From: Elena Agostini <eagostini@nvidia.com>
To: Jerin Jacob <jerinjacobk@gmail.com>,
NBU-Contact-Thomas Monjalon <thomas@monjalon.net>
Cc: "techboard@dpdk.org" <techboard@dpdk.org>, dpdk-dev <dev@dpdk.org>
Subject: Re: [dpdk-dev] [PATCH v3 0/9] GPU library
Date: Tue, 19 Oct 2021 10:00:45 +0000 [thread overview]
Message-ID: <DM6PR12MB41079FAE6B5DA35102B1BBFACDB79@DM6PR12MB4107.namprd12.prod.outlook.com> (raw)
In-Reply-To: <CALBAE1NSFdx3kdwBUGWQBVC7wqNDco8a=_i4_wZkZEROBNBcrw@mail.gmail.com>
From: Jerin Jacob <jerinjacobk@gmail.com>
Date: Monday, 11 October 2021 at 15:30
To: NBU-Contact-Thomas Monjalon <thomas@monjalon.net>
Cc: techboard@dpdk.org <techboard@dpdk.org>, Elena Agostini <eagostini@nvidia.com>, dpdk-dev <dev@dpdk.org>
Subject: Re: [dpdk-dev] [PATCH v3 0/9] GPU library
> On Mon, Oct 11, 2021 at 6:14 PM Thomas Monjalon <thomas@monjalon.net> wrote:
> >
> > 11/10/2021 13:41, Jerin Jacob:
> > > On Mon, Oct 11, 2021 at 3:57 PM Thomas Monjalon <thomas@monjalon.net> wrote:
> > > > 11/10/2021 11:29, Jerin Jacob:
> > > > > On Mon, Oct 11, 2021 at 2:42 PM Thomas Monjalon <thomas@monjalon.net> wrote:
> > > > > > 11/10/2021 10:43, Jerin Jacob:
> > > > > > > On Mon, Oct 11, 2021 at 1:48 PM Thomas Monjalon <thomas@monjalon.net> wrote:
> > > > > > > > 10/10/2021 12:16, Jerin Jacob:
> > > > > > > > > On Fri, Oct 8, 2021 at 11:13 PM <eagostini@nvidia.com> wrote:
> > > > > > > > > >
> > > > > > > > > > From: eagostini <eagostini@nvidia.com>
> > > > > > > > > >
> > > > > > > > > > In heterogeneous computing system, processing is not only in the CPU.
> > > > > > > > > > Some tasks can be delegated to devices working in parallel.
> > > > > > > > > >
> > > > > > > > > > The goal of this new library is to enhance the collaboration between
> > > > > > > > > > DPDK, that's primarily a CPU framework, and GPU devices.
> > > > > > > > > >
> > > > > > > > > > When mixing network activity with task processing on a non-CPU device,
> > > > > > > > > > there may be the need to put in communication the CPU with the device
> > > > > > > > > > in order to manage the memory, synchronize operations, exchange info, etc..
> > > > > > > > > >
> > > > > > > > > > This library provides a number of new features:
> > > > > > > > > > - Interoperability with GPU-specific library with generic handlers
> > > > > > > > > > - Possibility to allocate and free memory on the GPU
> > > > > > > > > > - Possibility to allocate and free memory on the CPU but visible from the GPU
> > > > > > > > > > - Communication functions to enhance the dialog between the CPU and the GPU
> > > > > > > > >
> > > > > > > > > In the RFC thread, There was one outstanding non technical issues on this,
> > > > > > > > >
> > > > > > > > > i.e
> > > > > > > > > The above features are driver specific details.
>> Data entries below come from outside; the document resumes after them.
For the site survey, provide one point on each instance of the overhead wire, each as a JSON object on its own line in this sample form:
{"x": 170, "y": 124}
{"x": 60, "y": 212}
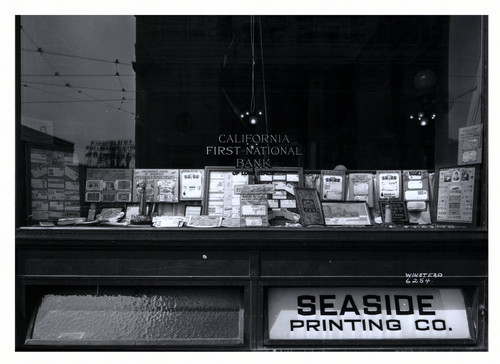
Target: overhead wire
{"x": 263, "y": 76}
{"x": 72, "y": 56}
{"x": 252, "y": 45}
{"x": 66, "y": 83}
{"x": 64, "y": 101}
{"x": 73, "y": 75}
{"x": 82, "y": 87}
{"x": 74, "y": 99}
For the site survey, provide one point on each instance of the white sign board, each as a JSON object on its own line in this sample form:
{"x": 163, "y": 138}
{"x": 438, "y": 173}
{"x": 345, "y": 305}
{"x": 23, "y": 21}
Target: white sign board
{"x": 341, "y": 313}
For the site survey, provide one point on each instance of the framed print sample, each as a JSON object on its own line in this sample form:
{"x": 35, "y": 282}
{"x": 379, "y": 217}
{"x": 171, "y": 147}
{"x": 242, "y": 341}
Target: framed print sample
{"x": 332, "y": 185}
{"x": 219, "y": 198}
{"x": 388, "y": 185}
{"x": 162, "y": 185}
{"x": 360, "y": 188}
{"x": 346, "y": 213}
{"x": 457, "y": 194}
{"x": 191, "y": 184}
{"x": 309, "y": 206}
Does the DPDK
> > > > > > > > > _application_ need to be aware of this?
> > > > > > > >
> > > > > > > > I don't see these features as driver-specific.
> > > > > > >
> > > > > > > That is the disconnect. I see this as more driver-specific details
> > > > > > > which are not required to implement an "application" facing API.
> > > > > >
> > > > > > Indeed this is the disconnect.
> > > > > > I already answered but it seems you don't accept the answer.
> > > > >
> > > > > Same with you. That is why I requested, we need to get opinions from others.
> > > > > Some of them already provided opinions in RFC.
> > > >
> > > > This is why I Cc'ed techboard.
> > >
> > > Yes. Indeed.
> > >
> > > >
> > > > > > First, this is not driver-specific. It is a low-level API.
> > > > >
> > > > > What is the difference between low-level API and driver-level API.
> > > >
> > > > The low-level API provides tools to build a feature,
> > > > but no specific feature.
> > > >
> > > > > > > For example, If we need to implement application facing" subsystems like bbdev,
> > > > > > > If we make all this driver interface, you can still implement the
> > > > > > > bbdev API as a driver without
> > > > > > > exposing HW specific details like how devices communicate to CPU, how
> > > > > > > memory is allocated etc
> > > > > > > to "application".
> > > > > >
> > > > > > There are 2 things to understand here.
> > > > > >
> > > > > > First we want to allow the application using the GPU for needs which are
> > > > > > not exposed by any other DPDK API.
> > > > > >
> > > > > > Second, if we want to implement another DPDK API like bbdev,
> > > > > > then the GPU implementation would be exposed as a vdev in bbdev,
> > > > > > using the HW GPU device being a PCI in gpudev.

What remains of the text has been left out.